I am wondering why the answer is not divided by 2 in this problem since it is an echo that bounces back to the source. In a previous solution for this chapter (#9 I believe) the question has nearly identical wording and structure, but in that problem the solution is divided by two to account for the fact that the sound wave is reflected. I have copied the problem here for convenience: 9. (a) If a submarine’s sonar can measure echo times with a precision of 0.0100 s, what is the smallest difference in distances it can detect? (Assume that the submarine is in the ocean, not in fresh water.)

That solution involves using the equation 2d=Vwt2d = Vwt to solve for d, however if I use that same method for this problem I get an answer that is 1/2x the correct value.
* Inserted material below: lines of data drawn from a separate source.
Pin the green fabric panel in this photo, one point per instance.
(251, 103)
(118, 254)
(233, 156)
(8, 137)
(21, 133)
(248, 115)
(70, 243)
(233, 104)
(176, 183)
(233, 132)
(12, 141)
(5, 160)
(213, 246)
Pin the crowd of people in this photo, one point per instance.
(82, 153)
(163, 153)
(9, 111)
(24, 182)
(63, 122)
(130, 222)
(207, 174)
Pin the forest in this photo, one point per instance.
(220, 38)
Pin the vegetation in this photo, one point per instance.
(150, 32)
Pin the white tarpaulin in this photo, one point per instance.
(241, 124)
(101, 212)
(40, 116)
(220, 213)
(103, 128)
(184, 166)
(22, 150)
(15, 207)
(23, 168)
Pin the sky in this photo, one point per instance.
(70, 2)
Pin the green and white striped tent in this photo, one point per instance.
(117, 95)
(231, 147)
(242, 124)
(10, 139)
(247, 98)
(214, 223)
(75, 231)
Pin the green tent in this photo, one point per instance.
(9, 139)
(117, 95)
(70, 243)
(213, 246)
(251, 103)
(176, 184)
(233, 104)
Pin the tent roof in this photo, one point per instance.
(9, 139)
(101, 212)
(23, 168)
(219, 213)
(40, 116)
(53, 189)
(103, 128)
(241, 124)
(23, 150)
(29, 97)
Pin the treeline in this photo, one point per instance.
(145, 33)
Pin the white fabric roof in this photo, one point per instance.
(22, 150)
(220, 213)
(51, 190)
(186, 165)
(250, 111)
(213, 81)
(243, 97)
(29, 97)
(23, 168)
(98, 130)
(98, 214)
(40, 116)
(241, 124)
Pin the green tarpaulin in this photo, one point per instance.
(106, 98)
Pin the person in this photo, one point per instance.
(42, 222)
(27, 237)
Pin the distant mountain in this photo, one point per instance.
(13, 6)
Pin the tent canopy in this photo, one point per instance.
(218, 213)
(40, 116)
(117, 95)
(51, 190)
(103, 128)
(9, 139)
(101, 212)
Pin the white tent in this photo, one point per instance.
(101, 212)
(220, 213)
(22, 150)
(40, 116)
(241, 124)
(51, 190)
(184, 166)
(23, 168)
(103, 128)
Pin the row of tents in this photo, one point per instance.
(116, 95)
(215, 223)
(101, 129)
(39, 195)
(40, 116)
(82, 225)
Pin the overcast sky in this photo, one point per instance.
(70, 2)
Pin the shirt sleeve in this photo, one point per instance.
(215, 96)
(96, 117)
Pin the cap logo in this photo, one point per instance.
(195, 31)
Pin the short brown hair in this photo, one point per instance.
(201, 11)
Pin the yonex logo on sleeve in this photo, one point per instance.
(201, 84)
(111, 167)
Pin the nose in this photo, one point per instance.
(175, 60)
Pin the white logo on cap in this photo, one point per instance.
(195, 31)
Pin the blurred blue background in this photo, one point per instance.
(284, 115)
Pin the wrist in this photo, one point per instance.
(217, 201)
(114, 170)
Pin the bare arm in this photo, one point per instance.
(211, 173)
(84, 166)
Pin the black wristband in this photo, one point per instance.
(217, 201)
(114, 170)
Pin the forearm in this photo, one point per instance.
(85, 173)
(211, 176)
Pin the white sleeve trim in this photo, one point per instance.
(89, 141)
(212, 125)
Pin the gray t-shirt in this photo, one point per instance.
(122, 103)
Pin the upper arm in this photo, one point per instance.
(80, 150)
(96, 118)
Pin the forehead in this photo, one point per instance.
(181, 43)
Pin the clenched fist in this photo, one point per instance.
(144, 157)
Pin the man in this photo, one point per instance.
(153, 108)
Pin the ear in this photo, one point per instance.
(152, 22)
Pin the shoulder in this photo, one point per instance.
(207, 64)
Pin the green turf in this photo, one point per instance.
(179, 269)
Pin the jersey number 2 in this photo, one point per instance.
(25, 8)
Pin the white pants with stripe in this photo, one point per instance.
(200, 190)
Is there something I am missing in the wording of these two questions?

Thanks!

Hello ts,
Thank you so much for this question. You've uncovered an error! The answer should be divided by 2, as you suggested. I was working with a different (and incorrect) point of view where the resolution was approximately limited to the wavelength, as it is with a microscope. From p. 1312 in chapter 29, the text says "Resolution, or observable detail, is limited to about one wavelength.", but that doesn't really apply here since the bat is using a linear back-and-forth echolocation, not a diffraction limited scenario of a wave passing through an aperture (the door, from this perspective).
I have corrected the final answer and updated the calculator screenshot. I'll replace the video after I've completed all of the remaining even numbered solutions.
All the best,
Shaun